Hernan A. Makse Research in Urban Dynamics


    Predicting urban growth is important for the challenge it presents to theoretical frameworks for cluster dynamics. Recently, the model of diffusion limited aggregation (DLA) has been applied by Mike Batty, (CASA) in the book Fractal Cities (Academic Press, 1994) to describe urban growth, and results in tree-like dendritic structures which have a core or ``central business district'' (CBD).
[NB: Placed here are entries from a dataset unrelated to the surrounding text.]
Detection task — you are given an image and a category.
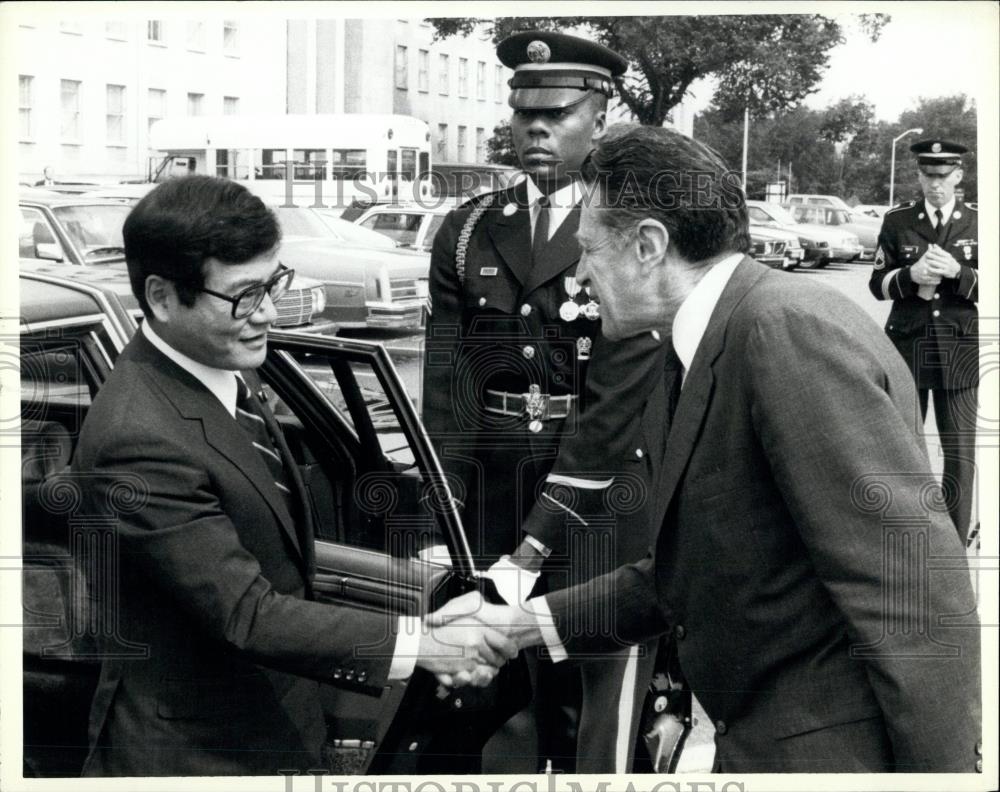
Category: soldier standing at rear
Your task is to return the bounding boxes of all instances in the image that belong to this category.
[869,139,979,542]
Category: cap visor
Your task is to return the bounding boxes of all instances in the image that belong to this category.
[507,88,591,110]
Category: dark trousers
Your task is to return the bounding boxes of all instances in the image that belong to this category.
[918,387,979,544]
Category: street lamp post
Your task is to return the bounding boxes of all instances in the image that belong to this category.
[889,127,924,208]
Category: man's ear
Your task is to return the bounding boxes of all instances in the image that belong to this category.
[634,218,670,274]
[145,275,178,322]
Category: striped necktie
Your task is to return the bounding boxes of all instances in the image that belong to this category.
[236,377,295,514]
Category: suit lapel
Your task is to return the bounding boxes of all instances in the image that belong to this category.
[484,182,531,284]
[524,205,580,294]
[659,258,767,521]
[135,333,306,560]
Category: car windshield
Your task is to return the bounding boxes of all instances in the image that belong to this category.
[52,204,132,263]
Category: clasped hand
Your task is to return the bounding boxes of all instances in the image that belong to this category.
[910,245,962,286]
[417,591,518,687]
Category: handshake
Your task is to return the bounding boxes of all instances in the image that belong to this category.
[417,577,542,688]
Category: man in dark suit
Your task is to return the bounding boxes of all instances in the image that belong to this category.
[74,176,512,776]
[442,127,982,772]
[423,31,663,772]
[869,139,979,542]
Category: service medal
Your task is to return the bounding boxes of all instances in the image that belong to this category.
[559,300,580,322]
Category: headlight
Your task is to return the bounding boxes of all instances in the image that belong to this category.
[309,286,326,314]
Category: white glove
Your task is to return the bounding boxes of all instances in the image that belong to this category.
[486,556,538,605]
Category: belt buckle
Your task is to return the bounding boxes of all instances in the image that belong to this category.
[522,385,549,434]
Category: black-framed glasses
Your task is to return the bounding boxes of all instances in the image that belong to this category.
[198,261,295,319]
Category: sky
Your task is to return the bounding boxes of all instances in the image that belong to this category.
[691,2,998,121]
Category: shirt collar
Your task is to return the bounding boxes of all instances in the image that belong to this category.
[672,253,743,373]
[924,195,955,225]
[139,321,239,418]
The DLA model predicts that there exists only one large fractal cluster that is almost perfectly screened from incoming ``development units'' (people, capital, resources, etc), so that almost all the cluster growth occurs in the extreme peripheral tips.

    Here we propose and develop an alternative model to DLA that describes the morphology and the area distribution of systems of cities, as well as the scaling of the urban perimeter of individual cities. Our results agree both qualitatively and quantitatively with actual urban data. The resulting growth morphology can be understood in terms of the effects of interactions among the constituent units forming a urban region, and can be modeled using the correlated percolation model in the presence of a gradient [H. A. Makse, S. Havlin, and H. E. Stanley, Modelling Urban Growth Patterns , Nature 377, 608-612 (1995). Accompanied by News & Views editorial by M. Batty, p. 574. Cover story, ``The Shapes of Cities: Mapping out fractal models of urban growth'', Science News 149 , 8-9 (6 Jan 1996); H. A. Makse, J. S. de Andrade, M. Batty, S. Havlin, and H. E. Stanley, Modeling Urban Growth Patterns with Correlated Percolation, Phys. Rev. E (1 December, 1998); H. E. Stanley, L. A. N. Amaral, S. V. Buldyrev, A. L. Goldberger, S. Havlin, H. Leschhorn, P. Maass, H. A. Makse, C.-K. Peng, M. A. Salinger, M. H. R. Stanley, and G. M. Viswanathan, Scaling and Universality in Animate and Inanimate Systems, Physica A 231, 20-48 (1996)].

    Traditional approaches to urban science as exemplified in the work of Christaller, Zipf, Stewart and Warntz, Beckmann, and Krugman are based on the assumption that cities grow homogeneously in a manner that suggests that their morphology can be described using conventional Euclidean geometry. However, recent studies have proposed that the complex spatial phenomena associated with actual urban systems is rather better described using fractal geometry consistent with growth dynamics in disordered media.

    Predicting urban growth dynamics also presents a challenge to theoretical frameworks for cluster dynamics in that different mechanisms clearly drive urban growth from those which have been embodied in existing physical models. In this paper, we develop a mathematical model that relates the physical form of a city and the system within which it exists, to the locational decisions of its population, thus illustrating how paradigms from physical and chemical science can help explain a uniquely different set of natural phenomena - the physical arrangement, configuration, and size distribution of towns and cities. Specifically, we argue that the basic ideas of percolation theory when modified to include the fact that the elements forming clusters are not statistically independent of one another but are correlated, can give rise to morphologies that bear both qualitative and quantitative resemblance to the form of individual cities and systems of cities.

    Comparison between the growth of Berlin and our strongly correlated percolation model.

    ...................Berlin 1875 ....................... Berlin 1920 .................... Berlin 1945.............

    Strongly correlated percolation model

    We consider the application of statistical physics to urban growth phenomena to be extremely promising, yielding a variety of valuable information concerning the way cities grow and change, and more importantly, the way they might be planned and managed. Such information includes (but is not limited to) the following:
    (i) the size distributions of towns, in terms of their populations and areas;
    (ii) the factal dimensions associated with individual cities and entire systems of cities;
    (iii) interactions or correlations between cities which provide insights into their interdependence;
    (iv) the relevance and effectiveness of local planning policies, particularly those which aim to manage and contain growth.

    The size distribution of cities has been a fundamental question in the theory of urban location since its inception in the late 19th century. In the introduction to his pioneering book published over 60 years ago, Christaller posed a key question: ``Are there laws which determine the number, size, and distribution of towns?'' This question has not been properly answered since the publication of Christaller's book, notwithstanding the fact that Christaller's theory of central places and its elaboration through theories such the rank-size rule for cities embody one of the cornerstones of human geography.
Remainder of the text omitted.